The Australian will start the race's 95th edition this Saturday as the favourite following his runner-up place last year. But the 31-year-old Silence-Lotto team leader has been warned he will have to earn the right to succeed absent Spanish champion, Alberto Contador of Astana, in the high mountains.
Luxembourg's Kim Kirchen, who finished seventh last year, believes Evans will come out top of the yellow jersey contenders in the race's two time trials. But the Team Columbia rider, who beat Evans into second place on the steep finish line of the Fleche Wallonne one-day classic earlier this year, said the Australian won't have it so easy on the tough climbs of the Pyrenees and Alps.
"There will be a lot of attacks and he will lose time in the mountains. I think there are actually a few guys who climb better and faster (than Evans), guys like (Carlos) Sastre and Andy and Frank Schleck, and (Alejandro) Valverde - who in the Dauphine (Libéré) was very strong," Kirchen told AFP.
Spanish ace Valverde, who has also dominated Evans in some prestigious races this season, finished sixth overall on the Tour last year. The 28-year-old says he would be happy with a podium place, but after tailoring his entire season to winning the Tour it is clear his ambitions lie elsewhere.
Valverde has worked to improve his time trialling, and recently beat Evans in the 31km race against the clock at the Dauphine Libéré stage race, which he eventually won pushing Evans down into second place. He has accepted he may lose time to the Australian in the race's two time trials, but added: "I think the race is going to be won in the mountains.
"After the Pyrenees there are three tough days in the Alps. For me, it's the key to this Tour."

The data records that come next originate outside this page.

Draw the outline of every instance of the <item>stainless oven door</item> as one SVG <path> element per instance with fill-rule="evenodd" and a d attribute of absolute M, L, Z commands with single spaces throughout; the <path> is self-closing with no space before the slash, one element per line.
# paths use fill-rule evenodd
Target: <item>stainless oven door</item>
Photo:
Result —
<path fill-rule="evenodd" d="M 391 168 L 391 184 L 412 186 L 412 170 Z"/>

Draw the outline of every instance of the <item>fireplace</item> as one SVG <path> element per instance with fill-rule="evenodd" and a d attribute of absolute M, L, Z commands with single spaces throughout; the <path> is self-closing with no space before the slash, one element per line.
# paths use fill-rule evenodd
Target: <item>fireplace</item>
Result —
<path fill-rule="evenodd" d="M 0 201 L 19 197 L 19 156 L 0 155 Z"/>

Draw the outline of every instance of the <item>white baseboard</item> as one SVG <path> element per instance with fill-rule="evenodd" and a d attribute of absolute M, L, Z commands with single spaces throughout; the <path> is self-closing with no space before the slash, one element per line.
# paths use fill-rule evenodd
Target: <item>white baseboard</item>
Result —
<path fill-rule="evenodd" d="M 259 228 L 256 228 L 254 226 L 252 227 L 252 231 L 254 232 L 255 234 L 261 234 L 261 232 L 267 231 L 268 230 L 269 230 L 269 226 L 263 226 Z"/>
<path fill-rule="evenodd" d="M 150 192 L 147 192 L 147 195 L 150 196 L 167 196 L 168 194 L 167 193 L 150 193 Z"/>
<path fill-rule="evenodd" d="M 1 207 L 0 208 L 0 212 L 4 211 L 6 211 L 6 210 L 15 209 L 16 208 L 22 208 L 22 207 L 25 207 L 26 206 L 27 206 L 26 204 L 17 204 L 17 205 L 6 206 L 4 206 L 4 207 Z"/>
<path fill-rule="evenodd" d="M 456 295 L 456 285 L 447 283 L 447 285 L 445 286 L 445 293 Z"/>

Another Spaniard, Carlos Sastre, is a former podium finisher who will spearhead CSC's yellow jersey bid - alongside outsiders Frank and Andy Schleck, the latter having shown his promise with a runner-up place at last year's Giro d'Italia. The time trial is Sastre's weakness and a poor run of results at the Dauphine have left question marks over his form.
But CSC team manager Bjarne Riis, the 1996 winner who admitted to having used performance enhancer EPO (erythropoietin) to win the yellow jersey, seems quietly confident.
"Our leader is Carlos but we have options with Andy and Frank, who can be up there with the best, especially Andy," said Riis. "I feel we can be very competitive, especially in the mountains."
Australian Stuart O'Grady, who will be racing to help Sastre beat the likes of Evans and Valverde but then team up with Evans for the Australian team at the Olympic Games, said the strength in depth of CSC has given them a distinct advantage.
"You can't win the Tour de France by yourself, and without having a strong team. Lance Armstrong showed that for seven years," he said. "I don't see how our team could get any better. We really have every angle covered. And with Andy and Frank you can say we've got a three-pronged attack. Cadel will come into the race with a different kind of pressure. Now, the whole world is looking at him. But good luck to him."
Russian Denis Menchov will be Rabobank's yellow jersey hope, and he hopes the relative inexperience of his team will not prove a handicap to his ambitions.
"I hope we have a strong enough team, but I know my job and I know what I have to do to win," said Menchov, the reigning Tour of Spain champion. "I have big ambitions for this race, and have as good a chance as any of the contenders."